I started making decisions, even though I knew someone might be disappointed in me. I used money intended to pay "that bill" and purchased a one-year membership to the dog park because Moo loved exploring while I got to be in nature; I got to watch my girl live her best life while getting exercise. Huh, who knew that exercise didn't need to be a punishment for being cursed with "fat."


I decided that while I love kids, they are not the future that I want for myself. And this time, I knew that it was MY choice, not one I was making for someone else's future. I stopped working every hour they would allow, thinking that it was what I needed to get ahead in life, and started living a life I love. I started making healthy choices that made me feel guilty at the moment but glorious in the after-effects.


It wasn't until I stopped living a life that society told me was expected of someone "like me" and I started living a life that truly made me happy that things began to make sense.


I might not have the best saving habits, but I have the best life I have ever lived, and I'm making progress toward financial security. And I might not be a perfect weight, but I'm making healthy choices for my body because I enjoy how it feels to give my body what it wants instead of punishing it for being "fat." It's crazy how much the choices you want to make for your body when you love it are very close to the ones you "should" make when you are punishing it.

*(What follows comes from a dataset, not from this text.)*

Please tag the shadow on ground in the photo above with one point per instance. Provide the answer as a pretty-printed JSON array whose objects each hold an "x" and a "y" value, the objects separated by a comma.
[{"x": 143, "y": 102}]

I got the position I felt like I had been FIGHTING for, without a fight, by just being me!! I finally found my other half, who completes me by just being me!!


I used to go to bed each night excited to wake up in the morning to have a cup of coffee. It was the one thing I truly enjoyed in life. It is not a joke or an exaggeration to any degree. And now? I couldn't tell you the last time I had coffee; I'm finally living a life worth waking up for!